How would amnesty affect the ending of the conflict, the capture of Joseph Kony, and the dismantling of the LRA? Coomaraswamy argues that "The arrest and subsequent prosecution of Acellam would send a strong message to the LRA leadership that they will be held accountable for their actions." This is probably true. But to what end? Is it likely, for example, to induce them to commit fewer crimes in the meantime, for example? I find this unlikely, if only because if they do face prosecution for the crimes they've already committed--28 counts of crimes against humanity and 54 counts of war crimes between the four senior LRA commanders under ICC indictment--they face little hope of lighter sentences down the road. Interestingly, the one group that I could see this signal affecting in the way that Coomaraswamy intends is precisely not the senior LRA leadership, but lower-ranking officers not presently under indictment. 
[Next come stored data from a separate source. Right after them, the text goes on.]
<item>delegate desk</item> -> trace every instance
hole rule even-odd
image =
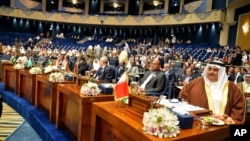
[[[29,70],[19,70],[17,94],[35,104],[36,74],[30,74]]]
[[[56,93],[57,84],[70,83],[74,85],[75,81],[51,82],[49,74],[36,75],[35,79],[35,107],[45,110],[49,114],[51,122],[56,119]]]
[[[225,141],[229,137],[229,126],[211,126],[202,129],[198,121],[193,128],[181,129],[174,138],[158,138],[144,133],[142,117],[129,112],[128,106],[119,107],[116,102],[93,103],[91,118],[91,141]]]
[[[81,96],[81,86],[58,84],[56,128],[64,128],[78,141],[90,140],[92,102],[113,101],[114,95]]]
[[[77,76],[76,78],[76,84],[80,86],[85,83],[88,83],[88,81],[89,81],[89,78],[86,78],[85,76]]]
[[[17,94],[18,89],[18,69],[14,69],[11,62],[3,63],[3,82],[4,89]]]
Defense Minister Crispus Kiyonga has signalled that whether Acellam was captured or gave himself up will be an important consideration. As they should. Acellam was apparently taken with his wife, daughter and a helper, a rifle and eight rounds, separated from the rest of the LRA. He may have split from the remainder over a dispute. In addition, he has long been on a list of potential defectors after falling out with Kony over making peace with Kampala--though Ugandan officials apparently deny that they'd been in talks with Acellam over his defection. But even in the scenario in which he had not intended to defect, but merely to hide, means that prosecuting Acellam sends a signal to remaining senior LRA personnel that they need to stay with the group, which has for so long successfully evaded capture. Deserting the LRA becomes less of an option. 

Here, we might be seeing an instance of a more general problem: the inability to make a credible commitment may keep wars running longer than they need to. It's not obvious that amnesty is an automatic solution to this difficulty. It's associated with greater postwar instability and a higher likelihood of resumption of civil war, for example; exile seems to work more effectively.

The very difficulty of tracking down Kony suggests another reason to consider amnesty: plea bargaining. Malcolm Webb argues that intelligence from defectors and captured LRA members has proven more effective than electronic surveillance or other high-tech methods, and that Acellam could prove to be an invaluable resource--if he talks. Amnesty may give him reason to do so.

Ultimately, then, Defense Minister Kiyonga's stated approach--"Let's wait. We assess each (amnesty) case on its merit. We are waiting for him to arrive and then we will take a cool-headed decision"--seems about right to me. Too much is unknown, and I find Coomaraswamy to be rushing to a recommendation.

One way or another, I don't think that my arguments, or Coomaraswamy's, or those of any other commentator deserve more consideration than the opinions of the people of northern Uganda. There are enough outside agendas at work in the LRA conflict that it's problematic for anyone to claim the final word. But there is a pretty strong case, here, for keeping amnesty on the table.